I can't help but laugh when someone says "well actually a ship with d-mods is the norm". Yea sure, a frigate slower than a destroyer is normal, a cruiser with less range than a destroyer is fine, a cruiser that eats as much supplies as a dreadnaught is fine, a ship that can't even fire the cheapest possible guns without overfluxing is fine. One of the things that makes this game so bloody great for me is the build customization part. But when ships in your fleet can only fit certain weapons with specific hullmods to help alleviate the d-mods it gets pretty annoying.

Inb4 you don't need to build your ships around d-mods - Well I do unless I want to be caught by other fleets and watch AI suicide in half of my ships because they can't engage properly.

I think you are massively overestimating how much of a difference D-mods make in practice. Not to mention in a vanilla game, you're not going to run into everyone having massive fleets of pristine ships.

I actually think pristine ships aren't good enough, compared to D-mod ships, and suggested a skill line that is the opposite of Industry that specs into being better with perfect ships but that's a whole other topic, that's probably solved by the upcoming story point for free hullmod mechanic.

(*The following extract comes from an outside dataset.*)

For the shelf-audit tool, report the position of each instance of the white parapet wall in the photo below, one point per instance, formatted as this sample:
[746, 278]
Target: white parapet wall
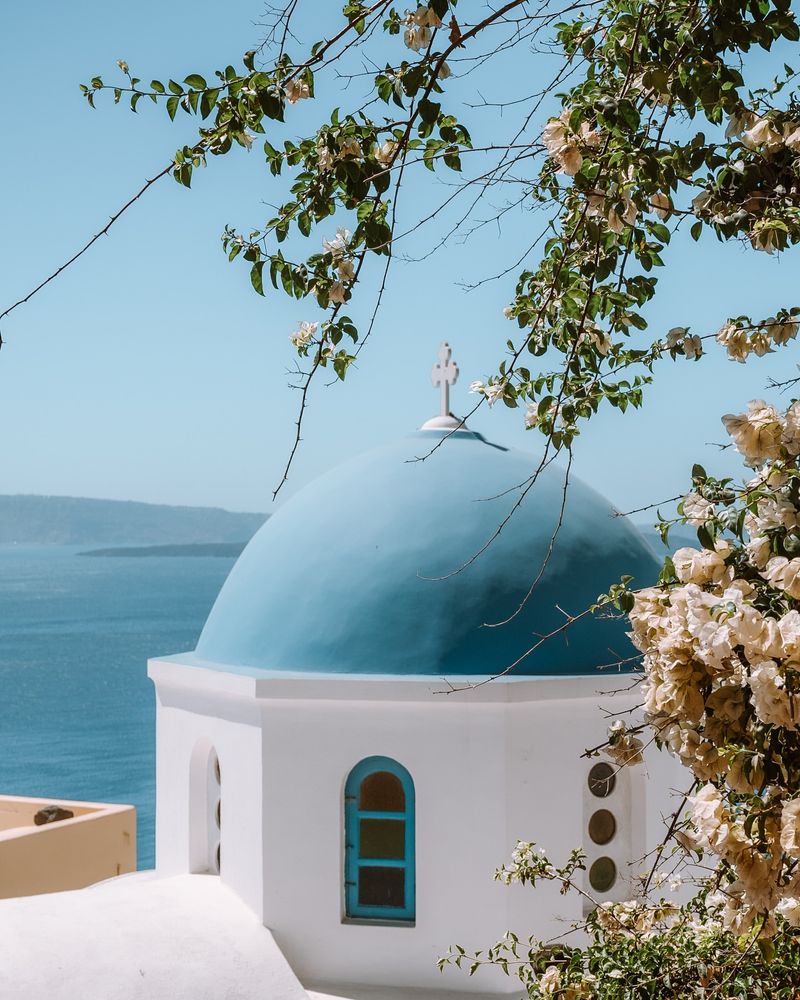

Speaking of that mechanic it already makes Restore stronger - now you're not only getting rid of D-mods, you're also preserving a story point investment. And yet, the price of restoring didn't go up. You're getting more value for the same money. And that story point investment is also not wasted if you don't restore (or don't restore immediately), because those free hullmods are still on the ship, D-mods or not.